|Title||Comparison of Pretest Item Calibration Methods in a Computerized Adaptive Test (CAT)|
|Publication Type||Conference Paper|
|Year of Publication||2017|
|Authors||Meng, H, Han, C|
|Conference Name||IACAT 2017 Conference|
|Publisher||Niigata Seiryo University|
|Conference Location||Niigata, Japan|
|Keywords||CAT, Pretest Item Calibration|
Calibration methods for pretest items in a computerized adaptive test (CAT) are not a new area of research inquiry. After decades of research on CAT, the fixed item parameter calibration (FIPC) method has been widely accepted and used by practitioners to address two CAT calibration issues: (a) a restricted ability range each item is exposed to, and (b) a sparse response data matrix. In FIPC, the parameters of the operational items are fixed at their original values, and multiple expectation maximization (EM) cycles are used to estimate parameters of the pretest items with prior ability distribution being updated multiple times (Ban, Hanson, Wang, Yi, & Harris, 2001; Kang & Peterson, 2009; Pommerich & Segall, 2003).

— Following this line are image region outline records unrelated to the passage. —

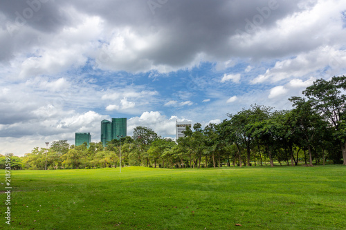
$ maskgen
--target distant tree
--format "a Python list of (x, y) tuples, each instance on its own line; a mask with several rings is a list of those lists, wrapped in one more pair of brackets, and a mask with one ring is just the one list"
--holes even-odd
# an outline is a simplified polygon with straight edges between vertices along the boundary
[(321, 136), (327, 128), (327, 124), (322, 117), (313, 108), (311, 100), (306, 101), (299, 97), (292, 97), (290, 101), (293, 102), (295, 108), (292, 111), (295, 126), (298, 133), (305, 141), (309, 157), (309, 165), (312, 166), (312, 146), (314, 142)]

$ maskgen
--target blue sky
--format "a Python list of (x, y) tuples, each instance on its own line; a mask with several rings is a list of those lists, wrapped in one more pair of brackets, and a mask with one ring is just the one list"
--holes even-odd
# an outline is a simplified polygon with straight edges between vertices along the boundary
[(5, 1), (0, 9), (0, 153), (127, 117), (174, 137), (345, 74), (341, 0)]

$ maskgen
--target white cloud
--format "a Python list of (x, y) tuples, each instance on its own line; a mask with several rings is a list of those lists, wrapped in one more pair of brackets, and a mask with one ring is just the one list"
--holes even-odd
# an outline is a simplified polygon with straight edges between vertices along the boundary
[(175, 124), (179, 119), (176, 116), (167, 118), (158, 111), (144, 112), (140, 117), (134, 117), (127, 120), (127, 135), (131, 135), (138, 126), (143, 126), (153, 129), (163, 137), (175, 135)]
[(246, 68), (245, 69), (244, 72), (245, 72), (245, 73), (248, 73), (248, 72), (251, 71), (251, 70), (252, 70), (253, 68), (252, 66), (248, 66), (246, 67)]
[(110, 104), (106, 107), (106, 111), (117, 111), (120, 108), (120, 106), (116, 104)]
[(313, 77), (311, 77), (305, 82), (300, 79), (293, 79), (289, 82), (289, 83), (287, 84), (287, 86), (291, 88), (307, 88), (311, 86), (313, 84), (313, 82), (316, 81), (316, 79)]
[(221, 119), (212, 119), (208, 122), (208, 124), (217, 124), (220, 123), (221, 123)]
[(182, 107), (185, 106), (192, 106), (193, 102), (191, 101), (185, 101), (181, 102), (178, 102), (175, 100), (171, 100), (165, 104), (165, 106), (174, 106), (174, 107)]
[(238, 99), (238, 97), (237, 97), (237, 96), (233, 96), (233, 97), (230, 97), (230, 98), (227, 100), (226, 103), (232, 103), (232, 102), (235, 102), (237, 99)]
[(127, 101), (127, 98), (124, 97), (120, 100), (121, 109), (127, 109), (134, 108), (136, 105), (135, 102)]
[(271, 93), (268, 98), (275, 98), (276, 97), (285, 95), (289, 90), (284, 86), (277, 86), (271, 89)]
[(186, 101), (186, 102), (182, 102), (180, 103), (181, 106), (192, 106), (193, 104), (193, 102), (191, 101)]
[(222, 77), (221, 82), (228, 82), (230, 80), (232, 80), (235, 83), (239, 83), (240, 81), (240, 74), (237, 73), (236, 75), (226, 75), (226, 73), (224, 75), (224, 77)]
[(174, 101), (174, 100), (172, 100), (172, 101), (170, 101), (167, 103), (165, 104), (165, 106), (173, 106), (173, 105), (175, 105), (178, 102), (176, 101)]

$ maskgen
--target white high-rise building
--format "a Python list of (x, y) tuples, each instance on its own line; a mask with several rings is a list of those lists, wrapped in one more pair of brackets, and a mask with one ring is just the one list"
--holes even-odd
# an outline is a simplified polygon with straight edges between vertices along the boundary
[(186, 130), (186, 127), (189, 126), (191, 128), (192, 123), (191, 122), (178, 122), (176, 121), (175, 125), (175, 131), (176, 131), (176, 140), (177, 140), (179, 137), (185, 137), (185, 135), (183, 133), (183, 131)]

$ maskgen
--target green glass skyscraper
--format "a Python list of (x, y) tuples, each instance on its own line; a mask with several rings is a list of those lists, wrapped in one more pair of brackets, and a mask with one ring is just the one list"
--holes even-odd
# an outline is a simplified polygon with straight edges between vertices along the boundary
[(126, 137), (127, 119), (112, 118), (111, 119), (111, 134), (112, 139), (119, 140), (118, 136)]
[(91, 135), (90, 133), (75, 133), (75, 146), (78, 146), (86, 142), (88, 148), (91, 142)]
[(101, 122), (101, 142), (104, 147), (111, 140), (111, 122), (104, 119)]
[(101, 142), (104, 147), (107, 142), (113, 139), (119, 140), (118, 136), (126, 137), (127, 121), (126, 118), (112, 118), (111, 122), (104, 119), (101, 122)]

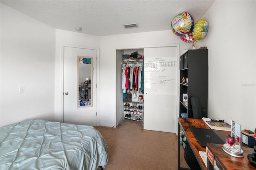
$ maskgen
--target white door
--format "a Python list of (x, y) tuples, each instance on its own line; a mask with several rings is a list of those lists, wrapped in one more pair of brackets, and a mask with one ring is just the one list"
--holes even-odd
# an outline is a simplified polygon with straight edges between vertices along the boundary
[(177, 49), (144, 49), (144, 129), (176, 133)]
[[(97, 50), (64, 47), (64, 122), (92, 126), (98, 125), (96, 88)], [(78, 56), (93, 57), (93, 76), (91, 78), (92, 82), (91, 92), (92, 106), (78, 108)]]

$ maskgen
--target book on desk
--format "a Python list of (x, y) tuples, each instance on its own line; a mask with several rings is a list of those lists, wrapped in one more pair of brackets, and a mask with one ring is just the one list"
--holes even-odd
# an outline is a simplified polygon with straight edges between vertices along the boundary
[(203, 117), (203, 120), (212, 129), (231, 131), (231, 126), (226, 122), (211, 121), (211, 119)]

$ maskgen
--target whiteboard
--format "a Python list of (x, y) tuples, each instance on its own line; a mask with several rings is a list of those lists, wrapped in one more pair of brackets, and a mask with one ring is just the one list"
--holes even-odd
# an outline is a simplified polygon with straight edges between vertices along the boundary
[(144, 49), (144, 129), (176, 132), (177, 50)]
[(150, 94), (176, 95), (176, 57), (146, 57), (144, 62), (144, 91)]

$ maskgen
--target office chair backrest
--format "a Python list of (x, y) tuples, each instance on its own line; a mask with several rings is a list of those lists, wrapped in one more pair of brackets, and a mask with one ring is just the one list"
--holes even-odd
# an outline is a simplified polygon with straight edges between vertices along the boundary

Another calibration method is the fixed person parameter calibration (FPPC) method proposed by Stocking (1988) as “Method A.” Under this approach, candidates’ ability estimates are fixed in the calibration of pretest items and they define the scale on which the parameter estimates are reported. The logic of FPPC is suitable for CAT applications because the person parameters are estimated based on operational items and available for pretest item calibration. In Stocking (1988), the FPPC was evaluated using the LOGIST computer program developed by Wood, Wingersky, and Lord (1976). He reported that “Method A” produced larger root mean square errors (RMSEs) in the middle ability range than “Method B,” which required the use of anchor items (administered non-adaptively) and linking steps to attempt to correct for the potential scale drift due to the use of imperfect ability estimates.
Since then, new commercial software tools such as BILOG-MG and flexMIRT (Cai, 2013) have been developed to handle the FPPC method with different implementations (e.g., the MH-RM algorithm with flexMIRT). The performance of the FPPC method with those new software tools, however, has rarely been researched in the literature.
In our study, we evaluated the performance of two pretest item calibration methods using flexMIRT, the new software tool. The FIPC and FPPC are compared under various CAT settings. Each simulated exam contains 75% operational items and 25% pretest items, and real item parameters are used to generate the CAT data. This study also addresses the lack of guidelines in existing CAT item calibration literature regarding population ability shift and exam length (more accurate theta estimates are expected in longer exams). Thus, this study also investigates the following four factors and their impact on parameter estimation accuracy, including: (1) candidate population changes (3 ability distributions); (2) exam length (20: 15 OP + 5 PT, 40: 30 OP + 10 PT, and 60: 45 OP + 15 PT); (3) data model fit (3PL and 3PL with fixed C), and (4) pretest item calibration sample sizes (300, 500, and 1000). This study’s findings will fill the gap in this area of research and thus provide new information on which practitioners can base their decisions when selecting a pretest calibration method for their exams.
Ban, J. C., Hanson, B. A., Wang, T., Yi, Q., & Harris, D. J. (2001). A comparative study of online pretest item—Calibration/scaling methods in computerized adaptive testing. Journal of Educational Measurement, 38(3), 191–212.
Cai, L. (2013). flexMIRT® Flexible Multilevel Multidimensional Item Analysis and Test Scoring (Version 2) [Computer software]. Chapel Hill, NC: Vector Psychometric Group.
Kang, T., & Petersen, N. S. (2009). Linking item parameters to a base scale (Research Report No. 2009– 2). Iowa City, IA: ACT.
Pommerich, M., & Segall, D.O. (2003, April). Calibrating CAT pools and online pretest items using marginal maximum likelihood methods. Paper presented at the annual meeting of the National Council on Measurement in Education, Chicago, IL.
Stocking, M. L. (1988). Scale drift in online calibration (Research Report No. 88–28). Princeton, NJ: Educational Testing Service.
Wood, R. L., Wingersky, M. S., & Lord, F. M. (1976). LOGIST: A computer program for estimating examinee ability and item characteristic curve parameters (RM76-6) [Computer program]. Princeton, NJ: Educational Testing Service.